Несколько деревянных домов стояли на месте деревни Кокай до средины 90-х годов прошлого века. В них летом жили косари или пасечники, которые вывозили пчел на широкие пойменные луга, покосы, расположенные близ деревни. Потом и домов не стало. Исчезла деревня. Окончательно. Даже луга роскошные никому не нужны.               

Бургунда


Четверть века назад удалось мне вырваться из города на природу. Сначала на исторической родине с отцом водки попил да в баньке попарился, потом решил отдохнуть на рыбалке. Дело было в начале мая, только-только снег сошел и половодье завершалось. На великий улов не рассчитывал, хотелось просто по берегам побродить, на лапнике у костерка переночевать.

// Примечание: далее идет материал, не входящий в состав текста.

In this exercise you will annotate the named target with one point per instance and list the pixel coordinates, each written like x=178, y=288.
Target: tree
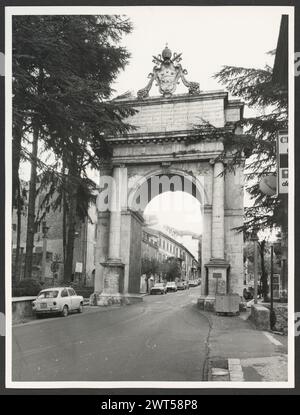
x=68, y=101
x=257, y=88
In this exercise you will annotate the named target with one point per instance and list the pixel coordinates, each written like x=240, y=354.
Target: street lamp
x=45, y=230
x=254, y=239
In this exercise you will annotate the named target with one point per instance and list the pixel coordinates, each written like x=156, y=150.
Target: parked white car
x=61, y=300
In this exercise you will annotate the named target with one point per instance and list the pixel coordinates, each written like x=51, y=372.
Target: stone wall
x=179, y=112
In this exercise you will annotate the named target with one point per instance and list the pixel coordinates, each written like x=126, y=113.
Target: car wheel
x=65, y=311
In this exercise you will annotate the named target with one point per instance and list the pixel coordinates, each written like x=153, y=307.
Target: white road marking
x=272, y=339
x=235, y=370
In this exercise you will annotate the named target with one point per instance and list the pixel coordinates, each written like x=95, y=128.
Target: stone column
x=218, y=212
x=115, y=216
x=217, y=266
x=113, y=268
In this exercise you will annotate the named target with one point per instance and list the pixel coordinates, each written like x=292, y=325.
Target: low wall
x=260, y=316
x=21, y=308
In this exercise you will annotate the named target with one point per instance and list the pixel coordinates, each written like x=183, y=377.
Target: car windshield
x=48, y=294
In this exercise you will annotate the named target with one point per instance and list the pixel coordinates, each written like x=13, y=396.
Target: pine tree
x=78, y=58
x=258, y=90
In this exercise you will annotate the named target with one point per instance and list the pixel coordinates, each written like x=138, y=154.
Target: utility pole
x=45, y=229
x=254, y=238
x=271, y=288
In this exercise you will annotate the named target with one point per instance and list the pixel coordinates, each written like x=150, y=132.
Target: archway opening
x=172, y=239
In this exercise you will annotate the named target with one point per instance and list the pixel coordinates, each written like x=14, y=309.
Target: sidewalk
x=239, y=352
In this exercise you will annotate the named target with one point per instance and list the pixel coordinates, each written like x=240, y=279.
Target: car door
x=74, y=298
x=66, y=299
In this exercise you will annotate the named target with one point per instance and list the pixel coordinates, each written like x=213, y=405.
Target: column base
x=206, y=302
x=113, y=277
x=217, y=276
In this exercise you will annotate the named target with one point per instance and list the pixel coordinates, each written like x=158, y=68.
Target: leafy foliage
x=63, y=71
x=258, y=147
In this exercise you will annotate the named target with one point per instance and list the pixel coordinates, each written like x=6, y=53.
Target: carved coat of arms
x=167, y=75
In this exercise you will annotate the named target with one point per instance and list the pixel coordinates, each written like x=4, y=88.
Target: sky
x=208, y=38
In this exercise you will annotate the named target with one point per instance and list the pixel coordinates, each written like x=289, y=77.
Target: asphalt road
x=162, y=338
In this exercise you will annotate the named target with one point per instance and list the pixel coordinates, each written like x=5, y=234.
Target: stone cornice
x=158, y=100
x=159, y=158
x=172, y=136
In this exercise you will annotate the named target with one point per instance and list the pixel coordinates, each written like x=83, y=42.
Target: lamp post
x=254, y=239
x=45, y=230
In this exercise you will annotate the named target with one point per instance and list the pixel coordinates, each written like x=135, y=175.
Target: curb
x=235, y=370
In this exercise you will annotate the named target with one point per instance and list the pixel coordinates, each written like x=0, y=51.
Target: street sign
x=217, y=275
x=283, y=168
x=78, y=267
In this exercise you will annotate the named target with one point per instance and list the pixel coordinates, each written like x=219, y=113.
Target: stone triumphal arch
x=167, y=152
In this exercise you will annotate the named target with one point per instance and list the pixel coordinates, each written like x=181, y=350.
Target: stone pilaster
x=218, y=212
x=217, y=266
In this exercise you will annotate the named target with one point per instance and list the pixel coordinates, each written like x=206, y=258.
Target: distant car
x=171, y=286
x=158, y=288
x=62, y=300
x=182, y=285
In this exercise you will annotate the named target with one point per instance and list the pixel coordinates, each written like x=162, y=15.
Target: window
x=48, y=294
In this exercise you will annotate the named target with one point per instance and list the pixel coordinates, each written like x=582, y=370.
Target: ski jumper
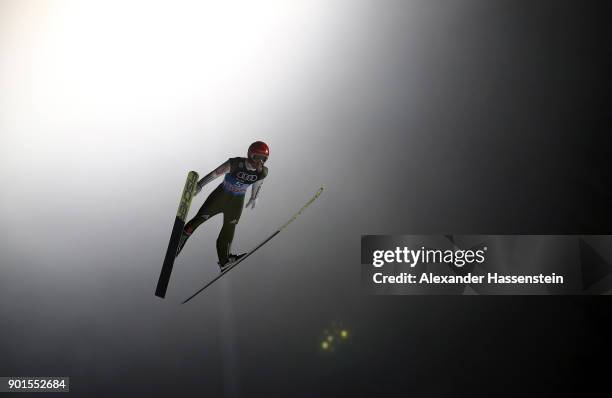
x=227, y=198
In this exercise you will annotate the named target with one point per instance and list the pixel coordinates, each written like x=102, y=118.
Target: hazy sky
x=416, y=117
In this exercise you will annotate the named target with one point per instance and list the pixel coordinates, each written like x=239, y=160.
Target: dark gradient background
x=418, y=117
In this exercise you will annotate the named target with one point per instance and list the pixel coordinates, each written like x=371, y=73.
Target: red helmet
x=258, y=148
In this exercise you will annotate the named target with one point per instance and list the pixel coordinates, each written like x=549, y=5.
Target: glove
x=252, y=202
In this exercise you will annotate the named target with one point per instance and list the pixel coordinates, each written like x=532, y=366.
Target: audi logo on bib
x=247, y=177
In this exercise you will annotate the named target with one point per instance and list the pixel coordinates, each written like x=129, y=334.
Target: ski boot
x=231, y=259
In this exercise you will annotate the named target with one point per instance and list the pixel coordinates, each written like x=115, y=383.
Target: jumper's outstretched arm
x=219, y=171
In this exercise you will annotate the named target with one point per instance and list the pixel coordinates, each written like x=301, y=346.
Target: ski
x=179, y=223
x=253, y=250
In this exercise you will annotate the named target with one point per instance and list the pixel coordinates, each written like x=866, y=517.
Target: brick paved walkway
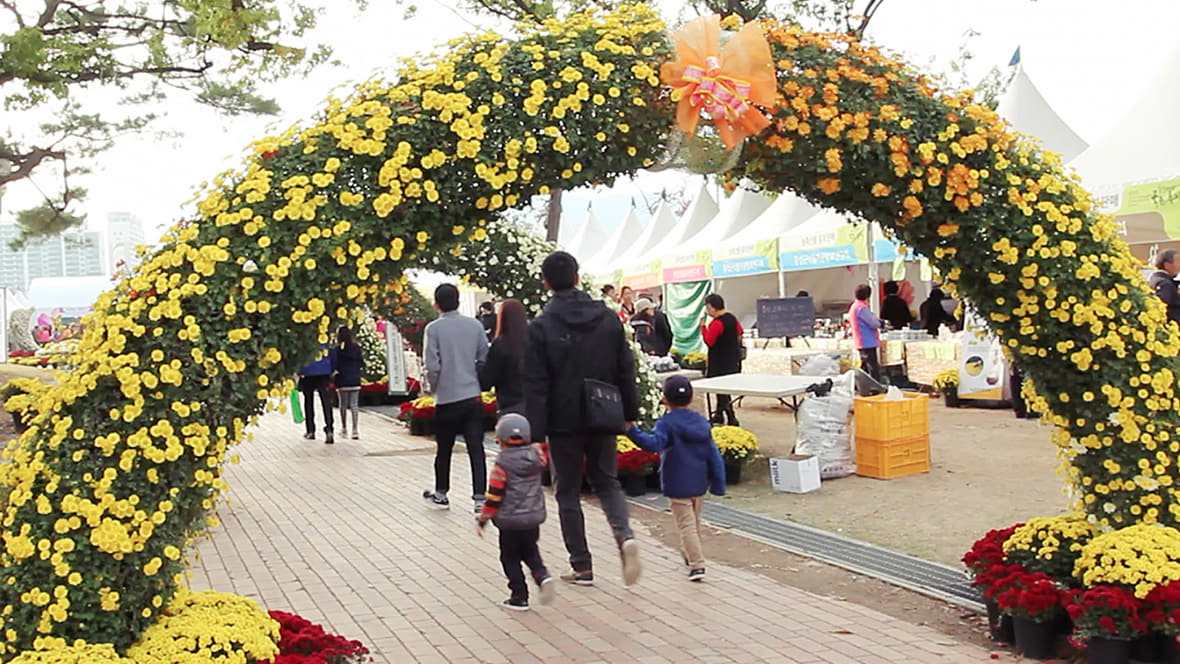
x=340, y=536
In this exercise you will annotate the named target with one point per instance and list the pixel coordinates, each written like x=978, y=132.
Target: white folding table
x=769, y=386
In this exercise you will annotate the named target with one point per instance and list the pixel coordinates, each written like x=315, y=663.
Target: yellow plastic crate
x=890, y=420
x=887, y=459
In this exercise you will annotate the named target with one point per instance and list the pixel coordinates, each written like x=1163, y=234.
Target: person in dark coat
x=486, y=317
x=314, y=379
x=347, y=361
x=933, y=315
x=575, y=340
x=504, y=368
x=895, y=310
x=723, y=339
x=643, y=323
x=663, y=336
x=1162, y=282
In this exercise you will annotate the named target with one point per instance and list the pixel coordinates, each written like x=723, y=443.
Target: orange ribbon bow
x=723, y=81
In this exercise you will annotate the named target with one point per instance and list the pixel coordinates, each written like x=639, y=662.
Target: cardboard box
x=798, y=473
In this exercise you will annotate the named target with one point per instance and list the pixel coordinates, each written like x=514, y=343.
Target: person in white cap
x=516, y=504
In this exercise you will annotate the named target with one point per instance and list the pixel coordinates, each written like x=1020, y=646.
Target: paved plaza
x=340, y=536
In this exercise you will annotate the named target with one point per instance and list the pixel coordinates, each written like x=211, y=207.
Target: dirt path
x=988, y=469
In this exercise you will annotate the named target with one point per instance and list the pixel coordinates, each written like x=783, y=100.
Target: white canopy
x=618, y=242
x=1026, y=109
x=661, y=224
x=588, y=240
x=787, y=211
x=736, y=212
x=66, y=293
x=1145, y=144
x=699, y=212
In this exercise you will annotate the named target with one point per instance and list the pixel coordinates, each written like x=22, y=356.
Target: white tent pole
x=873, y=277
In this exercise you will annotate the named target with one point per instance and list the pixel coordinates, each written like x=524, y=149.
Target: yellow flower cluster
x=122, y=462
x=945, y=380
x=60, y=653
x=735, y=442
x=1136, y=557
x=623, y=444
x=1011, y=232
x=1049, y=544
x=207, y=626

До лесного сворота в сторону бывшего поселка Кокая меня по трассе довез отец. Договорились встретиться через пару дней, назначили время встречи. Километров пять по лесу, по разбитой колее, уже пешком – весной здесь не каждый трактор проедет. На горке у реки Уфы подошел к избушке, поставленной когда-то, когда еще совхозы были и коров разводили, пастухами для жилья во время летнего выпаса молодняка.
В избушке обнаружил веселую пьяную компанию – как понял, пара семей тоже решила оттянуться на весеннем приволье и оккупировала маленькую хатку. Женщины еду-закуску готовят, мужики налима на закидушки ловят да хариуса в «морды», верши-плетенки, перегораживая речушку Бургунду. Отдыхали уже вторые сутки: ночью налима ходили проверять, днем «морды» инспектировали. Пили популярный в те времена спирт «Ройяль» и отлично себя чувствовали. Предложили присоединиться, но я вежливо отказался и двинулся дальше.
Расчехлил удочку у тихой заводинки пониже речки Бургунды и очень удачно половил чебачков с крупной уклейкой. Азартная забава – забрасываешь червячка вполводы на границу мутной быстринки с уже осветлившейся от половодья тишинкой, поплавок пошел, подсечка, и тащишь изумленную рыбку.
Но дело шло к вечеру. Спать пошел в избу на Кокае. В избе оказалось вполне даже чистенько и солидный запасец дров – вероятно, рыбаки зимой оставили. Разжег «буржуйку», набрал в котелок чистой воды в речке, вскипятил чайку, плеснул в кружку крутого «купчика», изрядно отхлебнул напитка покрепче из алюминиевой армейской фляжки. Закурил, дымок чайком прихлебывая.
Вышел из хатки – душно стало, «буржуйка» лихо раскочегарилась, пока чай в котелке закипал, жара случилась неимоверная, почти как в бане. Вечер, смеркаться начинает. Весной сумерки приходят быстро. Тишина, птички еще не поют, лишь по реке трескоток идет – бревно какое-нибудь по затопленным кустам шарашится или льдина бережок шугает. Обычный природный звуковой фон. И тут чьи-то шаги по хлюпающей луговой грязи, чье-то покашливание.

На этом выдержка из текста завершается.